Her yıldız bir kişiyi temsil eder. Ana beyin bu 16 kişiden oluşur. Bunların tek gayesi; Türk adil hakimiyeti ve Türk Devleti’nin bekasıdır. Kainat durdukça Türk devletinin var olması yeminli sebepleridir. Bu kişiler zahirde bağımlı, batında ise bağımsızdırlar. Büyük ilim sahibi olan bu yapıya ulaşmak mümkün değildir. 15’i ölse kalan bir kişi yapıyı yenileyebilecek bilgiye sahiptir.[6]

Kengeş Yeri

Kençek Kençek, Ort Asya Türk tarihi boyunca ikinci ordugah şehri, şehzade şehri, ata şehri olmuştur. Türk hakanlarının atalarının, şehzadelerinin, beylerinin yaşadığı bir şehir olduğu için, Kengeş Meclis’leri çoğunlukla bu şehirde toplanmışlardır. Çünkü Türk kültüründe atayı ayağa çağırmak ayıp bir durumdur. Kengeş yerinde (Kençek’te) toplanan Oğuz beyleri, özellikle güz kurultaylarından sonraki toy ve şölenlerinde, kendi mallarını yağmalatıp, halka dağıtılması için büyük bir sofra kurdukları ve bu sofraya “kençliyü” denildiği birçok kaynakta geçmektedir. 

Bu gün bile Kırgızistan’daki Taraz ve Talas yakınındaki eski Kençek şehrine Kengeş denilmektedir. Bu kadim Türk geleneği, Moğollar döneminde bile devam etmiştir. Özbekistan’ın Semerkant şehri şimalinde Taraz Kençek adında bir yer bulunmaktadır.
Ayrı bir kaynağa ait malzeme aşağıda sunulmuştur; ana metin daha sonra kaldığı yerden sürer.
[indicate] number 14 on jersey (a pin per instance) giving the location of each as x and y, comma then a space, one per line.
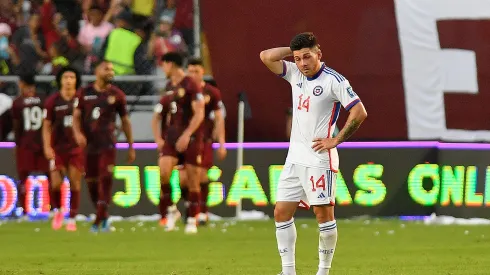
304, 104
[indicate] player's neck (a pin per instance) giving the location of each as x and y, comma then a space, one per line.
100, 86
316, 70
29, 92
177, 77
67, 94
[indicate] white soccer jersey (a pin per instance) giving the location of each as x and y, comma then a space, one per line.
316, 107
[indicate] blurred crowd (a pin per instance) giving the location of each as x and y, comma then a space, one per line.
42, 36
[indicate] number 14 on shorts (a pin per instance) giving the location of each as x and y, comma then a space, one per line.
320, 183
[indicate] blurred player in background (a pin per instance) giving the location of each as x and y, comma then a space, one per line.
309, 174
94, 123
60, 148
183, 135
214, 128
27, 114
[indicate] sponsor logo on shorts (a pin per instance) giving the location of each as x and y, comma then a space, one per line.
181, 92
52, 165
318, 90
111, 99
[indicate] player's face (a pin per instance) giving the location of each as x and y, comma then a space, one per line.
69, 80
106, 71
167, 68
308, 60
196, 72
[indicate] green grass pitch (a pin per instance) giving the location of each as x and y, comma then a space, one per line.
374, 247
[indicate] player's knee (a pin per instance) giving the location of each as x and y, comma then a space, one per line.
75, 185
282, 213
164, 178
324, 213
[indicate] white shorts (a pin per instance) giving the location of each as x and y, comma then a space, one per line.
306, 185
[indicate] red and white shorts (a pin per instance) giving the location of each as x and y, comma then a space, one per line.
306, 185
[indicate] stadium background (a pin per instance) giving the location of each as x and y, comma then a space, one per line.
363, 43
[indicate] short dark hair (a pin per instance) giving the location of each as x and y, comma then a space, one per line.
174, 57
95, 7
303, 40
68, 69
99, 61
196, 62
28, 79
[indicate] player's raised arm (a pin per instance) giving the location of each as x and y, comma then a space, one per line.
272, 58
357, 115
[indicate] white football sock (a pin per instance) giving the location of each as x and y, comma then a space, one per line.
286, 243
326, 246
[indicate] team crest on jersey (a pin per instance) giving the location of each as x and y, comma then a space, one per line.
318, 90
181, 92
111, 99
351, 92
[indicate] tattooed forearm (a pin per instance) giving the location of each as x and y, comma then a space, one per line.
349, 129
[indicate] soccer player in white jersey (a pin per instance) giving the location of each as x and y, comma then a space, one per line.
309, 174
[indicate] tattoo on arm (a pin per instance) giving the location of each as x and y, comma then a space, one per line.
348, 130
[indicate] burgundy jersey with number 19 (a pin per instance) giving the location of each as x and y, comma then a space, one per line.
28, 112
99, 110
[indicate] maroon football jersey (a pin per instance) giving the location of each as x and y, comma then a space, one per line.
181, 108
60, 113
163, 110
212, 99
28, 113
99, 110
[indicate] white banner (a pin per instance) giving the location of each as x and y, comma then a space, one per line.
429, 71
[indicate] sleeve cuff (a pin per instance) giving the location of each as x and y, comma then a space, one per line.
352, 104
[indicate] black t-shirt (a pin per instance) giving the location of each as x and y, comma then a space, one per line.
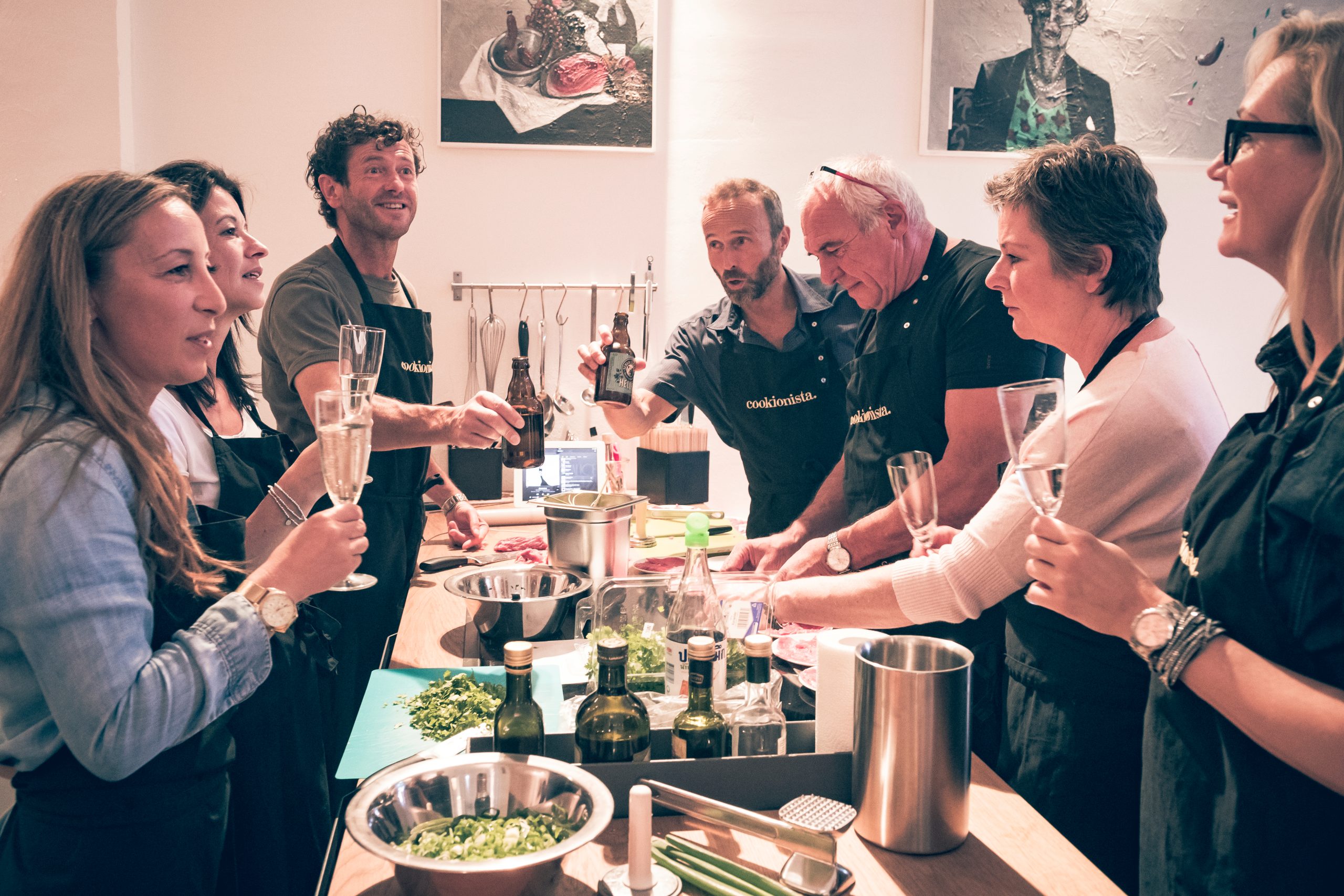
947, 332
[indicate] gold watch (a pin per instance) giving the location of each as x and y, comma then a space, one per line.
275, 608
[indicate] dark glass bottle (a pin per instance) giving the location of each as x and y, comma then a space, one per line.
612, 724
699, 731
531, 445
518, 722
615, 382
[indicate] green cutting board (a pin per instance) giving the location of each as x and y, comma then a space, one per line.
383, 731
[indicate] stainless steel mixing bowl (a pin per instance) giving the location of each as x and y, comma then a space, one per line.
424, 787
518, 602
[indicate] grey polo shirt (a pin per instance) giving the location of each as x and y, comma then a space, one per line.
689, 373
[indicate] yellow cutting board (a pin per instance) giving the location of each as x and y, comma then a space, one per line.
671, 535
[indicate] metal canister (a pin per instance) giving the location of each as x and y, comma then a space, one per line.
911, 743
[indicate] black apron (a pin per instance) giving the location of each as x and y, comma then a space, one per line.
790, 449
394, 513
279, 806
1220, 813
878, 394
158, 830
1074, 721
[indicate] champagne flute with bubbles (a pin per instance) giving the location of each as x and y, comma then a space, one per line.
917, 495
344, 437
1034, 425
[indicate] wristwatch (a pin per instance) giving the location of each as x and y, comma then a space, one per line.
1153, 628
275, 608
838, 559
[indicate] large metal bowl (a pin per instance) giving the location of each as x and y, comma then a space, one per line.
518, 602
390, 804
527, 38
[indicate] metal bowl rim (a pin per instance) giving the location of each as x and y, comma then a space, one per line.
582, 583
356, 813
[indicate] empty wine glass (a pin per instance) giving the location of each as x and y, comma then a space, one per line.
344, 437
1034, 425
917, 495
359, 358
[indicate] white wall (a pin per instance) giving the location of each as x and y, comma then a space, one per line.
760, 88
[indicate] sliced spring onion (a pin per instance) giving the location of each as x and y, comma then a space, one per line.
711, 886
680, 847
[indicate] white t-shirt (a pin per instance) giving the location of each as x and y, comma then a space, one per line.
1140, 437
188, 441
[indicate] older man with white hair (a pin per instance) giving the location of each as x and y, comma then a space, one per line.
933, 344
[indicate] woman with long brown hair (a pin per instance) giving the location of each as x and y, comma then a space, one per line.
1244, 735
119, 650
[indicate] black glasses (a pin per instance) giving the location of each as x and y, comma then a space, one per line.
1238, 129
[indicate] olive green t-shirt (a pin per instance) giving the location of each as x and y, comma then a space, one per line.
301, 324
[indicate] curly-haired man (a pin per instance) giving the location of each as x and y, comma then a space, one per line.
363, 171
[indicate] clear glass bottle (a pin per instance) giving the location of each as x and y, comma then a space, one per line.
757, 727
695, 612
531, 442
615, 381
699, 731
612, 723
518, 722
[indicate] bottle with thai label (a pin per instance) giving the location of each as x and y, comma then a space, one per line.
531, 444
757, 726
699, 731
615, 381
612, 723
518, 722
695, 612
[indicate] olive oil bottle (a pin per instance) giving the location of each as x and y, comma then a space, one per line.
612, 724
518, 722
699, 733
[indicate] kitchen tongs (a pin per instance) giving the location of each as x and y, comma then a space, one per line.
811, 870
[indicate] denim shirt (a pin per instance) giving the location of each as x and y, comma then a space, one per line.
76, 618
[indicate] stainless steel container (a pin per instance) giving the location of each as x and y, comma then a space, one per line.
589, 532
423, 787
517, 602
911, 743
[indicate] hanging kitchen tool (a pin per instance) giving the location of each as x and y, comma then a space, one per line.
562, 405
542, 395
492, 340
472, 355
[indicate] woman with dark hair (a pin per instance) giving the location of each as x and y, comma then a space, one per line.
120, 652
1244, 743
279, 803
1079, 231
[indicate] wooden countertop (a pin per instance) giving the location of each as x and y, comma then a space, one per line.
1011, 851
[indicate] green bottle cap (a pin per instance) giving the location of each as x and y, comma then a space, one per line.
697, 531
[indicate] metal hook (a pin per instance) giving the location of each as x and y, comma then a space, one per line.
560, 320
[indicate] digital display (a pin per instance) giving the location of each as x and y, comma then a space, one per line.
565, 469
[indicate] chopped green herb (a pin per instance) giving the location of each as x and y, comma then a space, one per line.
452, 704
478, 837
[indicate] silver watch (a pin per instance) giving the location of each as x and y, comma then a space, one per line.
838, 559
1153, 628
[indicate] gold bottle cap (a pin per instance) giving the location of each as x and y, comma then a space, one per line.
757, 645
701, 648
518, 655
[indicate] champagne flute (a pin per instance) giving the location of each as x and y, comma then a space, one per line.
1034, 425
344, 437
359, 358
917, 495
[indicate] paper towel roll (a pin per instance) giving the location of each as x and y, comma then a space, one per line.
835, 687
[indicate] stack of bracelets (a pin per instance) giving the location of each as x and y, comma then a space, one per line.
1194, 632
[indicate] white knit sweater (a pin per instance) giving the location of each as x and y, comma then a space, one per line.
1139, 440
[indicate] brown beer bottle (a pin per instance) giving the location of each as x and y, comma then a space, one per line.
616, 376
531, 445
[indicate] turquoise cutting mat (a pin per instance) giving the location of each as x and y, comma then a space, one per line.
383, 730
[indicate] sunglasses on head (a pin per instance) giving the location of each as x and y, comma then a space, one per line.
1238, 131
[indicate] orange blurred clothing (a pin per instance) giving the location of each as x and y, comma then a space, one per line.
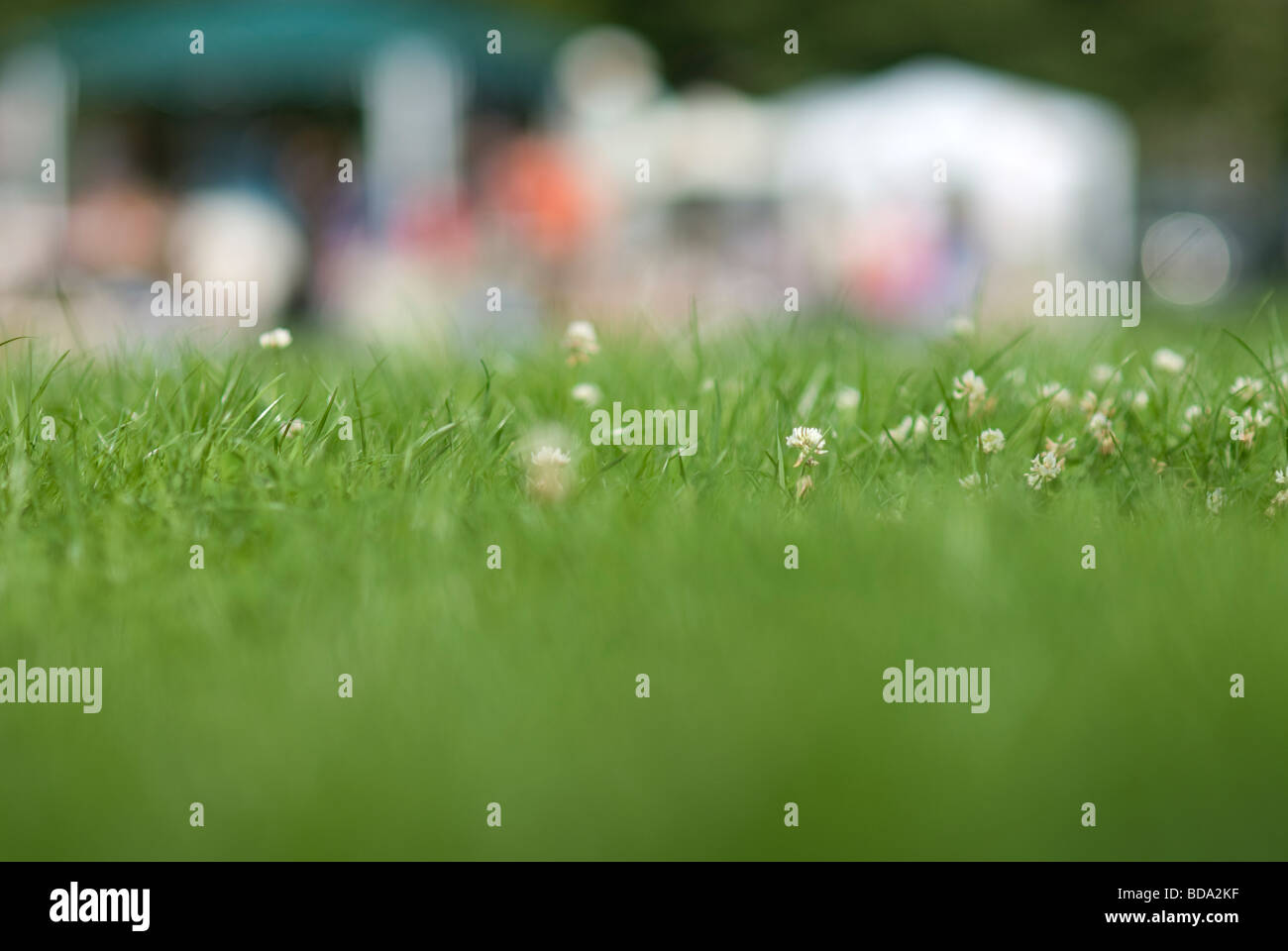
536, 188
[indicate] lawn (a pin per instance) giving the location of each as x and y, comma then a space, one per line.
370, 557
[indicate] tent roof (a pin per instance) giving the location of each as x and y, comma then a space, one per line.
269, 51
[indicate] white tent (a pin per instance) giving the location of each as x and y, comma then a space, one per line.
938, 184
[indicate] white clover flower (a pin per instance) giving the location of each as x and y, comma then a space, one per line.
1168, 361
550, 457
275, 339
1060, 446
587, 393
970, 388
1043, 468
810, 444
580, 342
848, 398
548, 474
1216, 500
1247, 386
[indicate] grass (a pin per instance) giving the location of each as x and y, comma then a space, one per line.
369, 557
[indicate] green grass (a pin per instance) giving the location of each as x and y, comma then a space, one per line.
368, 557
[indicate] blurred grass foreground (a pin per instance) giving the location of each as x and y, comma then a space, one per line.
197, 525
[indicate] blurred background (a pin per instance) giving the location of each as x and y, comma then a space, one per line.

Burada 1269 ilkbaharında Çağatay ve Ögeday oğulları arasında kengeş edilip yurt taksimatı yapılmıştır.[7]

Yusuf Avcu, Gencek Kençek

Kaynaklar

[1] Cononel James Churcward, 4 Kıta; Mayatepek 1936 Raporu

[2] Ali Rıza Gönüllü, Eski Türklerde Kengeş Meclisi, Cilt:XXXIV, Sayı 396, s.239

[3] Ord. Prof. Dr. A. Zeki Velidi Togan, a.g.e., s. 19, 65; Ebül Gazi Bahadır Han a.g.e., s. 25-26; Kaşgarlı Mahmud, a.g.e., c. 3, s. 393

[4] Yusuf Has Hacip, a.g.e., s.240, s.283,“Ukuşluğ biliğlig bu öglüg bügü/Kingeşke tusulur angar ne tigü”

[5] İmir, aydınlık ile karanlığın birbirine karışması ve sis manasına gelen Kençekçe bir kelimedir. Gencek’te “İmir Harmanı” diye bilinen bir yer vardır.